- Silali Location within Kenya

Highest point
- Elevation: 1,528 m (5,013 ft)
- Coordinates: 1°10′10″N 36°10′30″E﻿ / ﻿1.169362°N 36.17506°E

Geography
- Location: Kenya

Geology
- Formed by: Volcanism along the Gregory Rift
- Last eruption: 5050 BCE ± 1000 years

= Mount Silali =

Dormant volcano in Kenya

Mount Silali is a dormant volcano in the Gregory Rift Valley, near Kapedo, Kenya. Silali is south of the Suguta Valley, which reaches northward to Lake Turkana, and is about 70 km north of Lake Baringo.

==Geology==

Mount Silali is part of a group of volcanoes, the others being Paka and Korosi, in the Loyamoruk Plains of the eastern Nginyang Division of Baringo County.
Silali is a recent volcano that became active from 400,000 to 220,000 years ago, and was still active 7,000 years ago. It is the largest caldera volcano in the Gregory Rift Valley. Its pre-caldera development began with mainly peralkaline trachyte lavas and pyroclasts, succeeded by mildly alkaline to transitional basalts. The basalts of the mountain are similar in composition to oceanic island basalts, but have a range of isotopes indicating a variety of origins.

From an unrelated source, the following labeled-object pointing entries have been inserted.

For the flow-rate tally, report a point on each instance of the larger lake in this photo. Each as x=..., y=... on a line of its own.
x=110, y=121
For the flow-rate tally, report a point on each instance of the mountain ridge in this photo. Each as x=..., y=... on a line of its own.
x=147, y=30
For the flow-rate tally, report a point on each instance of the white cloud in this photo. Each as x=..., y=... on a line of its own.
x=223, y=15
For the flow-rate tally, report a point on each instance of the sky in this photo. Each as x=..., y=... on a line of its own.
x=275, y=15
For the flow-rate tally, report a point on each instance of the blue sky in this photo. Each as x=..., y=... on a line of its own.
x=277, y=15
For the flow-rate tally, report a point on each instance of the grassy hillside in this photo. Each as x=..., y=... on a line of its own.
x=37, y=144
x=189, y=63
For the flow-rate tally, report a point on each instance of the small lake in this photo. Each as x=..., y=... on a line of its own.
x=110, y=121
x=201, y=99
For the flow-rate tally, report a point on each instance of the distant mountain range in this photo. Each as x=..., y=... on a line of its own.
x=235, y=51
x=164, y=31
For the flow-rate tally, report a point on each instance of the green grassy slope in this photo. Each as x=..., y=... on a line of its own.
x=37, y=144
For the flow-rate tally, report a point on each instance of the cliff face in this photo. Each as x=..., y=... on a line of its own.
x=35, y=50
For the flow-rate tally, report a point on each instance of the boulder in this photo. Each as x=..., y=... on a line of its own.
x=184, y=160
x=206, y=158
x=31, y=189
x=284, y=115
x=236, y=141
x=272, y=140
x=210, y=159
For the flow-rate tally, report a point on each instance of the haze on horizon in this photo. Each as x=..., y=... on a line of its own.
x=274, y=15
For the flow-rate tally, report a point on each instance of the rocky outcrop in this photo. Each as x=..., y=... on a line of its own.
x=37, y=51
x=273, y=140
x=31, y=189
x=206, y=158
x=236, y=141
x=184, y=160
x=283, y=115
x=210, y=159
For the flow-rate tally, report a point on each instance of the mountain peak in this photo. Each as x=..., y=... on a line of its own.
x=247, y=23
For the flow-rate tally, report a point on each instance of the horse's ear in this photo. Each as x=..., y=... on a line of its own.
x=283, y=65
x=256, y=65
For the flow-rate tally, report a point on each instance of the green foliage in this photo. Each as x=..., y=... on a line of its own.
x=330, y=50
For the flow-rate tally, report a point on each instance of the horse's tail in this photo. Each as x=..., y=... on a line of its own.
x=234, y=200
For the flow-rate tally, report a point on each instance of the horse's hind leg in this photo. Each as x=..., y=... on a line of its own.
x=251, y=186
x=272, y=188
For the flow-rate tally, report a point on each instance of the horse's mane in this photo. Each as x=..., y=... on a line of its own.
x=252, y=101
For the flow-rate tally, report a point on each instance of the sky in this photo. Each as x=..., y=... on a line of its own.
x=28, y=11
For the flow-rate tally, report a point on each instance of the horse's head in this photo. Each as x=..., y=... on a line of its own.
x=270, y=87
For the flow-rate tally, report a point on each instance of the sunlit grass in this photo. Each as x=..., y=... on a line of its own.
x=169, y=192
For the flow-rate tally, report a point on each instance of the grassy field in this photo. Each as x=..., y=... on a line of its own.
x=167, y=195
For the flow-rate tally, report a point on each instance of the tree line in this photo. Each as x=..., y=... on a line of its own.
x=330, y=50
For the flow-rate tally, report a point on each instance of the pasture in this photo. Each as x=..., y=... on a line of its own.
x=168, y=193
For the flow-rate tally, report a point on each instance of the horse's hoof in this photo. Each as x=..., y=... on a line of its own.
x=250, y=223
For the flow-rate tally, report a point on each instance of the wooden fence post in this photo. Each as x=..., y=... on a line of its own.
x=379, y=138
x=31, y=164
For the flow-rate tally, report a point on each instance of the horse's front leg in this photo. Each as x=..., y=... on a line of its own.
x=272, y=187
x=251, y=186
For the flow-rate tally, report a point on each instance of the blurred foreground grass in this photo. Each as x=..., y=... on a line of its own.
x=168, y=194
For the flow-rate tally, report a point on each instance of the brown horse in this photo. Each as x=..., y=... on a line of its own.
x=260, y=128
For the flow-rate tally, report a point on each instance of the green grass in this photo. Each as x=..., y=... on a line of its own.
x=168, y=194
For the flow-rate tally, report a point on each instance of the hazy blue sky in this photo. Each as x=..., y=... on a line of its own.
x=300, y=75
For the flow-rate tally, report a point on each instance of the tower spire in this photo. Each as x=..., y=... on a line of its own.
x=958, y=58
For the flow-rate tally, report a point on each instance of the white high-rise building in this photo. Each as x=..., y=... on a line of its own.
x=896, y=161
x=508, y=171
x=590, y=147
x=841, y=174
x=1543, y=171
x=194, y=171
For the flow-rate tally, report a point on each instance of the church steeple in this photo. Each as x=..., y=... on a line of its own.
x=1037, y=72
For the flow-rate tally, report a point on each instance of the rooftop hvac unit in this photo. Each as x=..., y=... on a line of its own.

The Kenya rift is oriented north-south, and in the past the minimum horizontal tectonic stress direction was east-west, the direction of extension. The alignment of rows of recently formed small vents, cones, domes and collapse pits in the Silali region indicates that the minimum horizontal stress direction has changed to NW-SE within the last half million years.

==Environment==

Mean annual temperature in the Loyamoruk Plains is 26 C, rising to 40 C in the hot season. Rainfall averages 594 mm, with wide variations.
The thorn-bush savannah plain has no permanent source of water, with the Nginyang River flowing only after rains.
There are some highland pastures on Mount Silali with perennial grasses.
From oral accounts, the environment has become significantly drier in the last few decades, and with less grass and fewer types of grass.

==Energy potential==

The mountain is potentially a source of geothermal energy. There are hot springs at Kapedo to the west with temperatures of 45 C to 55 C. The eastern part has many fumaroles and hot and altered grounds with temperatures that range from 65 C to 90 C.
In September 2011 the Geothermal Development Company (GDC) of Kenya said that 19 companies had submitted bids to develop geothermal power plants at Lake Bogoria and at Silali. GDC intended to choose eight companies, each to build one 100 MW power plant. They expected the plants to start coming on line in 2017.